Interestingly, being forced to adopt distance working has given them an excuse to change that.
“If they’re all remote, and Phyllis can’t walk down to Bill to go through that manual process, the opportunity to really automate that is now, so that a) you’ve got control of the numbers, but, more importantly, b) you’ve the automation in place for the future. That allows the CFO to spend all of their time on strategic foresight without worrying ‘can I manually close the books this month?’.”
So, as the man with all the tools to help predict the unpredictable, what, in Suddards’ opinion, should CFOs be focussing on right now?
“They are the guardians of reporting, and they need that to be absolutely rock solid, to make sure they can make some bigger strategic decisions, but with less risk attached to them. I think a CFO will want to look at all of the costs that are going to be expended over this year, and probably most of next year as well, and work out how much of it is absolutely needed and how much of it is discretionary. Then, ask themselves what are the five to 10 things that are going to drive the business forward and sustain it, not for the next six months, but from January 2021 and even 2022?
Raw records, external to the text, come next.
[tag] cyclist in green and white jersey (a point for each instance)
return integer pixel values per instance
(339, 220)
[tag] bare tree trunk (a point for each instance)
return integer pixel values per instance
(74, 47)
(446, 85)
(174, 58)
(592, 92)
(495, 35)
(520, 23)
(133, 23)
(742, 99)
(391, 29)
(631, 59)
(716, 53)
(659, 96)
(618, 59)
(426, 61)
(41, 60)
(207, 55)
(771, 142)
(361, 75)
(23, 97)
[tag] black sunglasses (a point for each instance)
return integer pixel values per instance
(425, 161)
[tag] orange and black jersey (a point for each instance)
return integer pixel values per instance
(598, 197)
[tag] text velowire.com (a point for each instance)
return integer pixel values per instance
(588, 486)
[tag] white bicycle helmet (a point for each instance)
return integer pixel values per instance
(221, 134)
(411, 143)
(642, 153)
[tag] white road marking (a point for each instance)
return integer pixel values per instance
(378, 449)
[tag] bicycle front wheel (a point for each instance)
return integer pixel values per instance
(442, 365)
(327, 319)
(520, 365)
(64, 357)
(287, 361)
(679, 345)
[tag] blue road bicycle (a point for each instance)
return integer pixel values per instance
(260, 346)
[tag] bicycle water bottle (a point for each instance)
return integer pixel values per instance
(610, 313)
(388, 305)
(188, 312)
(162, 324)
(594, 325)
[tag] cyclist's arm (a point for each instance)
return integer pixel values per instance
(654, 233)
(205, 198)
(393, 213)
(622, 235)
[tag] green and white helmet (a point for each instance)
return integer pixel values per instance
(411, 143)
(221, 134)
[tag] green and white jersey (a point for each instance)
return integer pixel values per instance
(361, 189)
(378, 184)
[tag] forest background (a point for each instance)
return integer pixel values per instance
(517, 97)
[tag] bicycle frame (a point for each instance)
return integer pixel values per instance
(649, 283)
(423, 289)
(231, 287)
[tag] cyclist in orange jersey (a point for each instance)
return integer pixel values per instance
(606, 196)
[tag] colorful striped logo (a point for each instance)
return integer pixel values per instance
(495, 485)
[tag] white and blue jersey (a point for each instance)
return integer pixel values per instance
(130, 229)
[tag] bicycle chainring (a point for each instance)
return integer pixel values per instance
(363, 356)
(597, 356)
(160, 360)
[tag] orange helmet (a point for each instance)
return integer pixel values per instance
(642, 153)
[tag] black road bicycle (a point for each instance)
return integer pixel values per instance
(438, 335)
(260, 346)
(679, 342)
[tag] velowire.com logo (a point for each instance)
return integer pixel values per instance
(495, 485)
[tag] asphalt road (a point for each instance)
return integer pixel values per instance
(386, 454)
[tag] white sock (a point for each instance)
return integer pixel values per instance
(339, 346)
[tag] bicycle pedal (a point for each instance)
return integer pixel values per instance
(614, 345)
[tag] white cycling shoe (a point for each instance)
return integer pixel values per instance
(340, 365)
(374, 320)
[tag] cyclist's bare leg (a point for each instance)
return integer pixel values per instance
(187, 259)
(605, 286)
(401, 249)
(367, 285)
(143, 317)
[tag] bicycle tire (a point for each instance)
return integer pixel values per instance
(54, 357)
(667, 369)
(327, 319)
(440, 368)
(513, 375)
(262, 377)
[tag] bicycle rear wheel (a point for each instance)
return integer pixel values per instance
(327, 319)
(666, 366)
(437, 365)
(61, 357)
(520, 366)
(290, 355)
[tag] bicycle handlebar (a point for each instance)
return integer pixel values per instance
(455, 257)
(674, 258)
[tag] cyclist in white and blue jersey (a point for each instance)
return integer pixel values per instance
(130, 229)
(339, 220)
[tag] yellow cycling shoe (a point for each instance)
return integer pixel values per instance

“You have a period of time, at the moment, where, in my view, every dollar of investment you make now is probably going to pay back two or three when the market returns, so make sure those investments are really carefully thought through. If you’re doing something that’s not going to be more than 20 or 30 per cent of your business in three years’ time, you shouldn’t be doing it.
“If I think about my market, for instance, I know that, over time, the partner model is going to really drive our success, so we’re doubling down on how we do partnerships, on our learning and development to work out how we make sure those channels open, we’re doubling down on the markets we think will recover fastest.
“So, I think it’s about those manual processes; the M&As that you’ve built up over time but never really integrated; it’s the transformation of some of those systems where you felt you’d get another three or four years out of them if you just sweated them, and nothing happened. Those are the things you need to focus on. You’re not going to go and tackle your core banking system or replace your main policy system. Those things are just too long, too fraught with danger, too much risk, and the capital outlay is too high. But there’s a whole set of microservices that you can really address.
“If you’re currently half-baked on a transformation programme, there is a point where, of course, you could say
‘you know what, we’re just not gonna do that?” But what we’re seeing is that those that have really started that data and analytics transformation journey are doubling down on it, rather than pausing, because they’re realising that this probably won’t be the last time we’re in this situation. More importantly, they can be a winner out of this, rather than just survive it.”
The Aptitude website features a movie short called CFO Hero. Set in the near future, it stars an executive armed with intelligent data and an automated forecasting suite that gives her the upper hand in a menacingly tense City of London.
If you’re a CFO inclined to heed Suddards’ advice, that hero could be you.